For CapTech's part, he said, the consultancy already makes use of some cloud tools to build databases, but not necessarily on a large scale yet. "We use some of Amazon's cloud development platforms for mobile development and for some prototyping," he said. Like others, Williamson suggested that new applications are likely better candidates than existing ones for duty on Amazon or other cloud computing platforms.
"The real problem with doing data warehousing and business intelligence in the cloud is that it's usually a custom development project," Eckerson said. "Most [Software as a Service] cloud offerings are more packaged in nature and easier to purchase and install."
With BI, you need to create a custom data model based on your organization's unique structure, requirements and data sources, he said, adding that custom reports are required on top of those infrastructure elements. The agility and speed that cloud offers is tempered a bit in the BI world, Eckerson said. Data movement too, can be an issue.

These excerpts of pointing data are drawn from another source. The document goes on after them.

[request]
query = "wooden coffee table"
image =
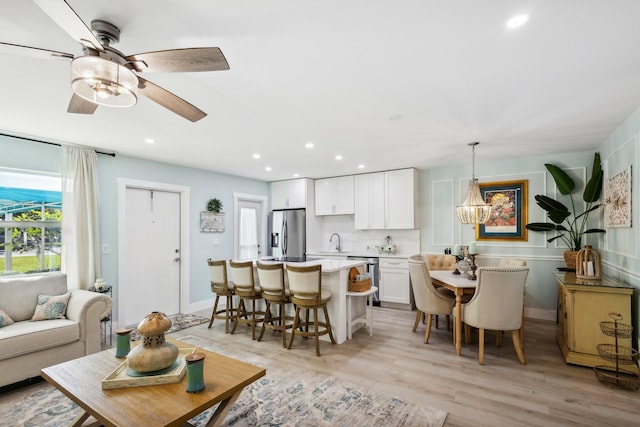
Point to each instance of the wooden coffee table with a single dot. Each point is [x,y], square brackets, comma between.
[155,405]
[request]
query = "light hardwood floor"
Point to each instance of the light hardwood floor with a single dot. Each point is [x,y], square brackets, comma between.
[545,392]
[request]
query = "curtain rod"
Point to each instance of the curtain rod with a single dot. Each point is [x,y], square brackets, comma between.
[52,143]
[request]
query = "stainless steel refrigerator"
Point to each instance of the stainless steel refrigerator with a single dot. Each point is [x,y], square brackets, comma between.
[287,234]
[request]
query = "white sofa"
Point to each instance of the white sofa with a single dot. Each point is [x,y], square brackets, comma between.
[27,346]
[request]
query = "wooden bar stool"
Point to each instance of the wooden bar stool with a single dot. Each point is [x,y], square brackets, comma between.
[305,290]
[222,288]
[244,286]
[274,292]
[367,319]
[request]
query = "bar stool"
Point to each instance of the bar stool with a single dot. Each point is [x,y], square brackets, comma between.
[245,287]
[222,288]
[367,319]
[305,290]
[274,292]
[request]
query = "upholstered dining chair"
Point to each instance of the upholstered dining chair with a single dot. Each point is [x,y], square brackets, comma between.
[274,292]
[249,293]
[513,262]
[305,290]
[429,301]
[497,305]
[441,262]
[222,288]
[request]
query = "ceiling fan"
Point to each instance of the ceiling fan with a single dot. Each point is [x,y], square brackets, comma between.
[105,76]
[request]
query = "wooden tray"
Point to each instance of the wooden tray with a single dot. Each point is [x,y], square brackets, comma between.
[120,379]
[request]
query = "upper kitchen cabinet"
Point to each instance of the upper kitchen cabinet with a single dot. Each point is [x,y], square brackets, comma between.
[290,194]
[400,198]
[386,200]
[369,201]
[335,196]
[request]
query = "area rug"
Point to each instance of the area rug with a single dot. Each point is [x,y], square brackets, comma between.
[178,322]
[284,397]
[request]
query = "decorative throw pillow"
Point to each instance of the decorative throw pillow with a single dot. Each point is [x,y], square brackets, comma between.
[51,307]
[5,320]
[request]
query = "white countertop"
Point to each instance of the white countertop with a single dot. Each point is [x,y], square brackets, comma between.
[328,265]
[359,254]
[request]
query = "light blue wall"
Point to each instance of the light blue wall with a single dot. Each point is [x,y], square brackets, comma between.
[621,247]
[204,185]
[441,189]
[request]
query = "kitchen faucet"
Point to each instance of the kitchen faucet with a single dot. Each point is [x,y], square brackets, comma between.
[331,239]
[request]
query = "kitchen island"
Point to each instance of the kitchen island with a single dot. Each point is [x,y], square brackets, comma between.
[335,279]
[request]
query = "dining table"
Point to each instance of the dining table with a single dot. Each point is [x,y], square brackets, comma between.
[460,284]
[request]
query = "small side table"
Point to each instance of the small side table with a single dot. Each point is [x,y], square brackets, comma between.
[367,319]
[107,321]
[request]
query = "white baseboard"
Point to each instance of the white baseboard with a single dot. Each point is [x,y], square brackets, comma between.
[539,313]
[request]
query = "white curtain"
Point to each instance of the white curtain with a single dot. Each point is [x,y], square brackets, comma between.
[80,225]
[248,234]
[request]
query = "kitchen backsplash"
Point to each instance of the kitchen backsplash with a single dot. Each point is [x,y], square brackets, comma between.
[407,242]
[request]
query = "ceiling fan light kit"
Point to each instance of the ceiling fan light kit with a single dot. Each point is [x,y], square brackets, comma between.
[105,76]
[104,82]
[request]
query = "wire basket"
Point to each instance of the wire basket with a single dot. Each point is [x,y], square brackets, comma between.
[623,355]
[620,377]
[613,329]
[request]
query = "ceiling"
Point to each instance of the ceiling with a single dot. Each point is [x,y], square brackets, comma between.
[385,83]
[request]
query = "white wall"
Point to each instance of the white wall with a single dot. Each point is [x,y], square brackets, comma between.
[204,185]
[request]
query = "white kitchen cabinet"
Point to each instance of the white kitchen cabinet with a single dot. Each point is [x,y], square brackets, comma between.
[369,201]
[386,200]
[395,289]
[290,194]
[335,196]
[400,198]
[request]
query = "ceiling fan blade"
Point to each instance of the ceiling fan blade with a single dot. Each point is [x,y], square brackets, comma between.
[79,105]
[180,60]
[169,100]
[60,12]
[34,52]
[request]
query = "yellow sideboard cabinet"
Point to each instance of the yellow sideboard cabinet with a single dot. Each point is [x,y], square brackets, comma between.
[582,305]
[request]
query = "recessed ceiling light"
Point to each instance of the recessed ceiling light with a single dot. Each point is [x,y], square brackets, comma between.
[517,21]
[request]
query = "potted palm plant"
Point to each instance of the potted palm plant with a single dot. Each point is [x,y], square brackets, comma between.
[570,224]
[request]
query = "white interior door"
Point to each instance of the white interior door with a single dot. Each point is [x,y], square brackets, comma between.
[250,231]
[150,280]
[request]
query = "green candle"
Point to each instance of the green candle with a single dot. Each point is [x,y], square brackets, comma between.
[123,342]
[195,374]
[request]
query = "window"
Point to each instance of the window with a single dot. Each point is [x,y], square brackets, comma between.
[30,222]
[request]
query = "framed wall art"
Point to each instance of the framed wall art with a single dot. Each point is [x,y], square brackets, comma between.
[617,208]
[508,200]
[211,222]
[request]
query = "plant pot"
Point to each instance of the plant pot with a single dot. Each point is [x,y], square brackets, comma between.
[570,259]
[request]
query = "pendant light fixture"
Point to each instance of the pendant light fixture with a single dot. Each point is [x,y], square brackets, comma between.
[474,210]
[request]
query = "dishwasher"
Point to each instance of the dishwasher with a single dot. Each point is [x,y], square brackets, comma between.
[371,267]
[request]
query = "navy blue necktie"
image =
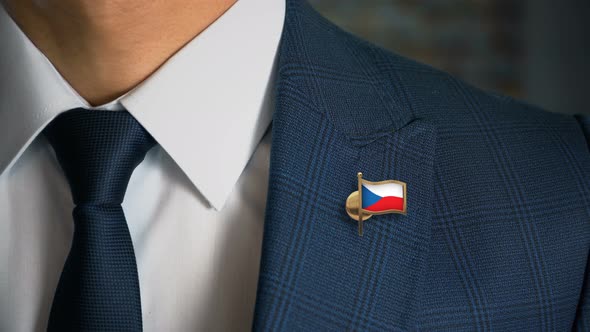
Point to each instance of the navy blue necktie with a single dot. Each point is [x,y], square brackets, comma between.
[98,289]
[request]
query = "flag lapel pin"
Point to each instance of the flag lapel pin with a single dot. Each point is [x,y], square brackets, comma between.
[374,198]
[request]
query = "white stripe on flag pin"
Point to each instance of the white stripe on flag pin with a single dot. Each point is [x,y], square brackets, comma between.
[374,198]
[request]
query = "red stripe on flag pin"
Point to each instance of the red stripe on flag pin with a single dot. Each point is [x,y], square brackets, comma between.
[374,198]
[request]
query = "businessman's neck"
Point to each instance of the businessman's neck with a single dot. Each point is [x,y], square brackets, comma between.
[105,48]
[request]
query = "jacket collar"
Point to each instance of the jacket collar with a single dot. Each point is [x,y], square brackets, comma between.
[337,114]
[207,106]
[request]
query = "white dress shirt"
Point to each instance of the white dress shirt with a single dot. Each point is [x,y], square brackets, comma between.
[195,206]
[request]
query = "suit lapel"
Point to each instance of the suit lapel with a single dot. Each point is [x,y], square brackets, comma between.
[332,121]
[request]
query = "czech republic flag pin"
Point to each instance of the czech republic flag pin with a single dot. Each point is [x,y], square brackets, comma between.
[374,198]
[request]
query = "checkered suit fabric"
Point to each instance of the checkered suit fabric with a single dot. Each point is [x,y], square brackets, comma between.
[497,233]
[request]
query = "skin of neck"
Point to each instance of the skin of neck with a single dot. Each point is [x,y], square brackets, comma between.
[104,48]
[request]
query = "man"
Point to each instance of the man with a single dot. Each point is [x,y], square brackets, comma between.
[495,236]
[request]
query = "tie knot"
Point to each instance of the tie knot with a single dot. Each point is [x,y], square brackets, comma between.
[98,151]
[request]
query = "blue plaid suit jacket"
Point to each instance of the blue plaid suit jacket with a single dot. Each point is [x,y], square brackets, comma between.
[497,232]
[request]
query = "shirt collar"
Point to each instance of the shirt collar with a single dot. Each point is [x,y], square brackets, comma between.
[208,106]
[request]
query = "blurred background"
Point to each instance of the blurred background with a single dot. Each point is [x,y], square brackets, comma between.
[535,50]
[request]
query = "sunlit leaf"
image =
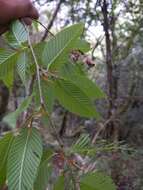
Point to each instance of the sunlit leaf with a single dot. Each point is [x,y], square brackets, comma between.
[24,159]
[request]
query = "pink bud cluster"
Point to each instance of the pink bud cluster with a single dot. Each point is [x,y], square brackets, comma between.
[77,56]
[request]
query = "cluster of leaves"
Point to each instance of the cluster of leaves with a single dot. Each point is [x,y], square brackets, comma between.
[24,163]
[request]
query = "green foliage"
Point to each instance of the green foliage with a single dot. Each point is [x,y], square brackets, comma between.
[8,60]
[24,159]
[57,49]
[11,118]
[96,181]
[72,98]
[5,144]
[22,67]
[78,77]
[44,174]
[55,78]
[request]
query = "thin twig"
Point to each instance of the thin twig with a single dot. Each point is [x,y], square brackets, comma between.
[36,64]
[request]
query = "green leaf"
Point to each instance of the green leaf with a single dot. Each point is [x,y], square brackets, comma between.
[73,99]
[44,174]
[24,159]
[8,79]
[81,145]
[97,181]
[59,185]
[82,45]
[48,95]
[5,144]
[19,32]
[89,88]
[7,62]
[57,49]
[11,118]
[22,63]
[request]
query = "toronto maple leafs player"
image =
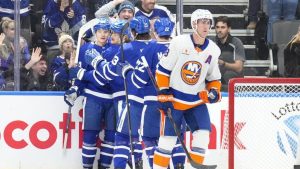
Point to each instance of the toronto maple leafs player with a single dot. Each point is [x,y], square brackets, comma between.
[150,121]
[97,105]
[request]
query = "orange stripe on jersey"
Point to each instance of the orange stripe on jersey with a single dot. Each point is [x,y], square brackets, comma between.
[197,158]
[162,80]
[214,84]
[160,160]
[162,122]
[182,106]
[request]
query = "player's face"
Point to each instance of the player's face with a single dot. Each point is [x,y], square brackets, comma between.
[102,36]
[203,27]
[222,30]
[115,38]
[148,5]
[68,46]
[126,14]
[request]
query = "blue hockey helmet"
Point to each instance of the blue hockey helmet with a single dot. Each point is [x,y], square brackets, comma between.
[103,24]
[117,26]
[163,26]
[140,24]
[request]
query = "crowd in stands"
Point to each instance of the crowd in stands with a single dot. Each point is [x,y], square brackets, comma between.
[49,29]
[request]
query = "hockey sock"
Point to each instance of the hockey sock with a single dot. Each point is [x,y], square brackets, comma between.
[150,145]
[161,158]
[138,151]
[178,155]
[107,149]
[121,150]
[197,154]
[89,148]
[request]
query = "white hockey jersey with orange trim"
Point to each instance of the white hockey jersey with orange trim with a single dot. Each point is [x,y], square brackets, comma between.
[186,69]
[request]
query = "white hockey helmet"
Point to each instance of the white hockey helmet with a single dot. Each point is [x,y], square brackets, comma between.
[201,14]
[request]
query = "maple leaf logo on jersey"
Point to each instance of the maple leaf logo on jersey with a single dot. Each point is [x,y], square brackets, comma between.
[190,72]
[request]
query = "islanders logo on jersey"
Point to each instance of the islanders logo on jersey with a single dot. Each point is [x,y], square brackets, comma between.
[190,72]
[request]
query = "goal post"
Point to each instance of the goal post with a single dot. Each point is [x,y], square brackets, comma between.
[263,123]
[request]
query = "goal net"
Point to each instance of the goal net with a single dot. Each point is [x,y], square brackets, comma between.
[263,124]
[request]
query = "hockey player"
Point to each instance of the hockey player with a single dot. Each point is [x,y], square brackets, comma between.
[140,27]
[125,10]
[188,78]
[150,122]
[97,103]
[151,10]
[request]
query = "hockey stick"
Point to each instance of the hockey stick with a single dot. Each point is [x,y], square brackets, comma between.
[66,133]
[192,162]
[126,96]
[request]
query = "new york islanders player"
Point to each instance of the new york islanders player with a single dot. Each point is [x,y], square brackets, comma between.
[140,27]
[97,106]
[140,78]
[186,78]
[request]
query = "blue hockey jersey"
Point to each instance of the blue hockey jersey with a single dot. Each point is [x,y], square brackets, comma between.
[132,52]
[140,77]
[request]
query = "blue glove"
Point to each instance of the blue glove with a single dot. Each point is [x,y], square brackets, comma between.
[93,57]
[212,96]
[71,95]
[122,68]
[165,99]
[76,72]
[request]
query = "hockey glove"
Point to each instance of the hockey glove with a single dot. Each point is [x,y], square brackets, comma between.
[76,72]
[71,95]
[123,68]
[93,57]
[165,98]
[209,97]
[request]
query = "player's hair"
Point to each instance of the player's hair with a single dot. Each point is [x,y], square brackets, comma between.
[224,19]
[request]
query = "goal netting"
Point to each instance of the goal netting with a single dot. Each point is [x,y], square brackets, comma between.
[263,124]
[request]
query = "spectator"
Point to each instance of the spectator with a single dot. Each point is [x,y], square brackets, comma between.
[7,8]
[34,75]
[92,6]
[279,9]
[59,65]
[152,11]
[125,11]
[58,19]
[232,56]
[292,57]
[7,53]
[254,7]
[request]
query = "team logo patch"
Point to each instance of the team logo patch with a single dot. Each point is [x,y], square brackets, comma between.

The Redshift concept has merit, according to Sandy Williamson's CapTech Consulting colleague Ben Harden. "Amazon has the ability to add CPUs exponentially to work on data sets. Once the data is there, you can do all the slicing and dicing," said Harden, director and business intelligence expert at CapTech. "But getting the data there is far easier for those that are already there."
Data movement issues are still to be resolved for cloud implementations, including those of Amazon. So, the Amazon offering, several viewers stated, is now mostly aimed at its own existing customers -- ones whose data is already in place on the Amazon cloud.
"How do you get a petabyte of data into the cloud? You don't just 'FTP' that in an hour," Harden said. "The market for this largely has to be for people whose operations or e-commerce sites are already on the Amazon cloud."
While reduced management work and low cost is a major thrust in Amazon's effort, the company points to speed increases with Redshift, too. Assessments are based on its own experience.
Amazon's Jassy said the company included parts of its in-house Amazon Enterprise Data Warehouse -- which it estimates, has cost "multi-million" dollars to create -- in the private beta program for Amazon Redshift.
Company data managers said they have seen multi-hour queries finish in under an hour, and some queries that took five to 10 minutes on the current data warehouse were returned in seconds with Redshift. This could in some part be due to use of the high-performance ParAccel components that Amazon is clearly aiming at a larger audience.